Redundant NFS with DRBD and HeartBeat

High Availability NFS with DRBD and HeartBeat
DRBD allows you to create a mirror of two block devices that are located at two different sites across an IP network on Linux platform. DRBD replicates data on the primary device to the secondary device in a way that ensures that both copies of the data remain identical. DRBD works on top of block devices, i.e., hard disk partitions or LVM’s logical volumes. It mirrors each data block that it is written to disk to the peer node.

Mostly DRBD allows you to use any block device like this.

partition or complete hard disk
software RAID
Logical Volume Manager (LVM)
Enterprise Volume Management System (EVMS)
Heartbeat is a daemon that provides cluster infrastructure (communication and membership) services to its clients. This allows clients to know about the presence (or disappearance!) of peer processes on other machines and to easily exchange messages with them.

Use the following tutorial to configure High Availability nfs storage with DRBD and HeartBeat for your centos 6 server.

Redundant NFS with DRBD and HeartBeat Requirements

– Install NFS

Install NFS server if you were not installed.

#yum install nfs-utils nfs-utils-lib

– Two drives with same size (preferably)
– Networking between storage1 and storage2 servers.
– Working DNS resolution
ex:
/etc/hosts
10.1.1.2 storage1.clouddb.net
10.1.1.3 storage1.clouddb.net

– install NTP synchronized times on both server.

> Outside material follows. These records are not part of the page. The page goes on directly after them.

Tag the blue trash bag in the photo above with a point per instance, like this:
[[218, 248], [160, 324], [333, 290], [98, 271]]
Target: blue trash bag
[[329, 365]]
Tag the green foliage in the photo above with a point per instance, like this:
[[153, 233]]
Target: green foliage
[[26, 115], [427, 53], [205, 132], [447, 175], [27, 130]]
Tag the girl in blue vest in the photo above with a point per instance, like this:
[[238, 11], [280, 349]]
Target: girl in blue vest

Install NTP command line if you were not installed.

#yum install ntp

– Set selinux Permissive mode
– Enable port 7788 on iptables.
We have used Virtual (VIP) ipaddress to configure heartbeat and prepare the following server details and partition before proceed.

storage1.clouddb.net
IP : 10.1.1.2

storage2.clouddb.net
IP : 10.1.1.3

Virtual (VIP) ipaddress : 10.1.1.4

Same partition on both server
/dev/sdb1
Update /data folder on NFS share /etc/exports file.

ex:
/data 10.1.1.1/24(rw,no_root_squash,no_all_squash,sync)

How to install DRBD with HeartBeat NFS share.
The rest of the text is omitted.